Sacred Art Museum of Tineo (Museo de Arte Sacro de Tineo) is a sacred art museum in Tineo, Asturias, Spain. The museum is located in a 14th-century Roman Catholic Church (known as the Convento de San Francisco del Monte because it formerly belonged to a Franciscan community), and is accessible via the AS-217 road.

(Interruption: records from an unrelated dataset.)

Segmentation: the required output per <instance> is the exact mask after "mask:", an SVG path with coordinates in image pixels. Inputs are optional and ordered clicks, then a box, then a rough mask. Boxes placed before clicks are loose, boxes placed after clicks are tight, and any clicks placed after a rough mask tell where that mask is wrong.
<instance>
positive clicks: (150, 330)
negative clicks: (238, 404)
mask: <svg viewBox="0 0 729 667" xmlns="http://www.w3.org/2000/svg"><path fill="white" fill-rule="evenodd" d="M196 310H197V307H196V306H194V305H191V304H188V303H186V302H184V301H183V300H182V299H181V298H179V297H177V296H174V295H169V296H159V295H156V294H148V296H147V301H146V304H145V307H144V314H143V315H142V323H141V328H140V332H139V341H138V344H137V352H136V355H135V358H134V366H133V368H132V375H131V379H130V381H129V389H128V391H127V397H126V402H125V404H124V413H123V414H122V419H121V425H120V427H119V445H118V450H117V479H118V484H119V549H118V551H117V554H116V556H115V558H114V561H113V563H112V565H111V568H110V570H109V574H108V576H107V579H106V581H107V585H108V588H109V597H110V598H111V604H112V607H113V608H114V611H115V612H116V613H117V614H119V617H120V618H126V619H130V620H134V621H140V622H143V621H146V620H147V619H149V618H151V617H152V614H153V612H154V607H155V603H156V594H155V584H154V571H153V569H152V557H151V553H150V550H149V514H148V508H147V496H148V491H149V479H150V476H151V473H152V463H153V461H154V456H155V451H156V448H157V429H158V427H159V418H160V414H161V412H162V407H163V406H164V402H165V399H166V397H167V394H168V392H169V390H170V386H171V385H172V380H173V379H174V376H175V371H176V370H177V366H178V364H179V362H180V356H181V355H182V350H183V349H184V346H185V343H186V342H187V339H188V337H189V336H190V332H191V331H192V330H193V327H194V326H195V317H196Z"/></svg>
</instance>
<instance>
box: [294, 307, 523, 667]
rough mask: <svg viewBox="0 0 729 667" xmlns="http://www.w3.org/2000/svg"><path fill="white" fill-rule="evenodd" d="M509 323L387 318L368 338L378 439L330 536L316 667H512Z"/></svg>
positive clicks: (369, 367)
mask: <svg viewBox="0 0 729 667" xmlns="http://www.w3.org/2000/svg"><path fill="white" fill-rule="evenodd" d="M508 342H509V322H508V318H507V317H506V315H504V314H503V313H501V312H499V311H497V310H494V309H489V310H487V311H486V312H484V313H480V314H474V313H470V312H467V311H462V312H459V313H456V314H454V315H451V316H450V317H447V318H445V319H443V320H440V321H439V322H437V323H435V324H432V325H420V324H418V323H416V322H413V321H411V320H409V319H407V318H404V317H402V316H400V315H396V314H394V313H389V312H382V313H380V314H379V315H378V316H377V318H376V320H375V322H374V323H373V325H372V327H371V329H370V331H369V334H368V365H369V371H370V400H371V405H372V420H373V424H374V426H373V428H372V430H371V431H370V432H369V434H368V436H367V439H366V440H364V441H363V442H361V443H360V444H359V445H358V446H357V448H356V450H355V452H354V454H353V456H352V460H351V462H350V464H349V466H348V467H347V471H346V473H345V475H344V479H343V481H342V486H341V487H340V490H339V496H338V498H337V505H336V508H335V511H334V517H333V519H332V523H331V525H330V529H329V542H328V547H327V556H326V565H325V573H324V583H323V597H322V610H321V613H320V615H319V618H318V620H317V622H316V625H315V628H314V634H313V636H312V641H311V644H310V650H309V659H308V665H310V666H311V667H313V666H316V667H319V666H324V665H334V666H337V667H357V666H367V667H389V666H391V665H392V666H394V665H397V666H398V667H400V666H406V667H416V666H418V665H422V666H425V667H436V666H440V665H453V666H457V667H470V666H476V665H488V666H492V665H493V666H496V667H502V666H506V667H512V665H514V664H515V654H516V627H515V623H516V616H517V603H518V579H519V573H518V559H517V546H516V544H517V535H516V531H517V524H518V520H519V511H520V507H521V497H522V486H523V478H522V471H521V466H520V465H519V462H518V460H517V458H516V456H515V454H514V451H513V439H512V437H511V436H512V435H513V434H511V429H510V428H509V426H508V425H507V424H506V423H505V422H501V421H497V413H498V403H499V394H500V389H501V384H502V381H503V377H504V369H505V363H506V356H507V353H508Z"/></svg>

It is promoted by a neighborhood association consisting of the museum's Promotion Committee and the Conde de Campomanes Cultural Association, amongst others. The museum's major sponsors include the Archdiocese of Oviedo and the Parrish of San Pedro de Tineo. The museum is open Tuesday, Thursday and Friday between 3:00 PM and 5:00 PM. On Saturdays, Sundays and holidays, it is open between 10 AM and noon. It is closed on Monday and Wednesday.

==Collection==
Tomás García Cándido, a priest, oversees the collection of ecclesiastical objects. Goldsmith objects include chalices, patens, Mass glasses, candelabras, ciboria, and processional crosses. A medieval collection of wood carvings consists of 30 pieces from the 12th, 13th, 14th, and 15th centuries, plus 24 pieces from the 16th, 17th, and 18th centuries. Books dating to 1522 and Liturgical vestments round out the collection.